Feedback is important, too, and without a dining room and the ability to ask a guest if she’s enjoying her meal, Strong will have to rely on technology. “Even just being able to engage on Instagram is awesome. It’s a level of accessibility that never existed in restaurants before.” He’s also betting the food will speak for itself. “One or two items in each category will be changing regularly. I want people to know we’re constantly playing with things and having fun. If guests know that a chef is creative and always working on new things, that’s a way of engagement, too.”

Logistics

Opening a restaurant is no easy financial feat; startup costs are high and the only certainty is uncertainty. To start, Strong and his staff will operate out of the kitchen at Turtle Tower, a beloved San Francisco Vietnamese restaurant that ends service at 5pm. To work around that kitchen schedule, Young Fava will start with dinner service available from 6-10:30pm, Tuesday through Sunday. He’s on the hunt for a kitchen space of his own — even though the location doesn’t have to be in the prime location you’d hope to open a traditional restaurant, he does need to be centrally located in the city so he’s best positioned to send out hot food with delivery drivers.

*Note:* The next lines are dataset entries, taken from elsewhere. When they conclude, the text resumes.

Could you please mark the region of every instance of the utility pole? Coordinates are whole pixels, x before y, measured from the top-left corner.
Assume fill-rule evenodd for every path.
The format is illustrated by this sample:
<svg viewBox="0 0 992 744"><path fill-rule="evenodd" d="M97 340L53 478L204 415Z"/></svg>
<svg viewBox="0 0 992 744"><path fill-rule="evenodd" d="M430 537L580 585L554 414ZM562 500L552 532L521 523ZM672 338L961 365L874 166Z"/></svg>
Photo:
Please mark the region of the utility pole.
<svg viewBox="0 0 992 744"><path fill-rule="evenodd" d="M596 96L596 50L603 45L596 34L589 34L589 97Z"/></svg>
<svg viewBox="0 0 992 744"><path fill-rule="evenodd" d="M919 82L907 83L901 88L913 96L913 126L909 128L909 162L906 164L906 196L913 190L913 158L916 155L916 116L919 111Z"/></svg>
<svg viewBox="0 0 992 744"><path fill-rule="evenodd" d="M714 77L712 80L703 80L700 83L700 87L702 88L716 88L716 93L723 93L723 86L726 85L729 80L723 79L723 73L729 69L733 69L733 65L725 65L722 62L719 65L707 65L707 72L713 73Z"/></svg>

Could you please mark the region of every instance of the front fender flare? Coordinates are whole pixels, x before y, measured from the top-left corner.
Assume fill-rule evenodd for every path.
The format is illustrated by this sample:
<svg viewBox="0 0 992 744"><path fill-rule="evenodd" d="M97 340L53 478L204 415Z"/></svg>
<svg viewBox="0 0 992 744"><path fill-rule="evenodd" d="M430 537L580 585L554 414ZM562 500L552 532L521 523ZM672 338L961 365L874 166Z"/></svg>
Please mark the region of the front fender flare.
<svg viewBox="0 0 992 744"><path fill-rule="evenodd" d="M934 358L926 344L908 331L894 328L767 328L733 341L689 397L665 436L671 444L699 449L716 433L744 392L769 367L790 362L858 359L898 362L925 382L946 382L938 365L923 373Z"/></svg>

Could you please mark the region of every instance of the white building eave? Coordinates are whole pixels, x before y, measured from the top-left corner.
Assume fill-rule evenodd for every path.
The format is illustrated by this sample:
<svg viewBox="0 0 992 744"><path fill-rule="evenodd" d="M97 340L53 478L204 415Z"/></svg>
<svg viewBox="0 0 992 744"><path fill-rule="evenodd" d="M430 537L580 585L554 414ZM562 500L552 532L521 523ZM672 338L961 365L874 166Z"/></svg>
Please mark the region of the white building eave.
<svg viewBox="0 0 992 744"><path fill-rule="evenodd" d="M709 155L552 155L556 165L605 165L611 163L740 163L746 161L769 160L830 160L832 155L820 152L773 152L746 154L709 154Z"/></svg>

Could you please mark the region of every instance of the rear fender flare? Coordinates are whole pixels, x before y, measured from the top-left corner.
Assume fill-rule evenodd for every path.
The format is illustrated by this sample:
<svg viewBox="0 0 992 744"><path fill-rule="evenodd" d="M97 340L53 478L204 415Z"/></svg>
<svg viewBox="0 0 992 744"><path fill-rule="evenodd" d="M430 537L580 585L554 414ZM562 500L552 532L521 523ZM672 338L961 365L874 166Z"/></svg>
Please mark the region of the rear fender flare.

Perhaps most challenging: the food has to travel well. “Executing this menu comes with some serious challenges,” he says. “But I love having the right constraints around a project and being able to get creative within those constraints.” Pasta, for instance, doesn’t travel well, but he felt strongly about including a comforting pasta dish. “Instead of gnocchi we’re going to be using Korean rice cakes, which are soft and pillowy like gnocchi, interact really nicely with the sauce, but they hold incredible chew and texture even after they’ve spent some time in transit,” he says, adding “And conveniently gluten free,” with a smile. (Know your Bay Area audience.)

Aside from the food, packaging is a huge part of takeout, and Strong has spent serious time considering the vessels his food will travel in. “I can’t stand 95 percent of takeout packaging,” Strong says. “I went through literally everything on the market and decided on just a couple of small, functional pieces to use.” He also had one box custom-made to his exact specifications. “There’s almost nothing special about it, which is why I was interested in making it,” he says. “It has enough space around the front and back and side edges in the bag so a guest can actually get their hands around it and take it out of the bag.”

For him, the project is more about innovation and less about saving money by ditching the dining room. “I haven’t had to put together a dining room and front of house staff, which has been a cost savings. That’s also kept my focus on nailing the project,” he says. But as every other failed and successful delivery-only restaurant has learned, those savings are short-lived. After packaging and delivery costs, operating Young Fava will cost about the same as operating a brick-and-mortar storefront, he says.

Strong understands that this new concept, like any new venture, will need to change and evolve over time, and he’s excited for the ride. “As a restaurant guy, I can pretty easily walk into most restaurants and get a good understanding of what their operations look like. The interesting thing about this project is I can’t tell exactly what the business is yet. It’s half startup, half restaurant.”

Indeed, Strong’s new venture exists in a new restaurant-industry gray area, created and enhanced by new technology. Calling Young Fava a delivery-only restaurant undersells the concept. Strong has gone to great lengths to engineer what he considers the perfect delivery service. It’s not delivery-only, it’s delivery first. Oh, and the name? It was a kitchen nickname given to Strong at Delfina after a shipment of young fava beans came in from a nearby farm. He quickly decided shucking the favas weren’t worth it, so they went into the fryer and became a popular dish at Delfina. He’s betting that same ingenuity and perhaps a little bit of luck lift this Young Fava off the ground and into heavy rotation for San Francisco diners.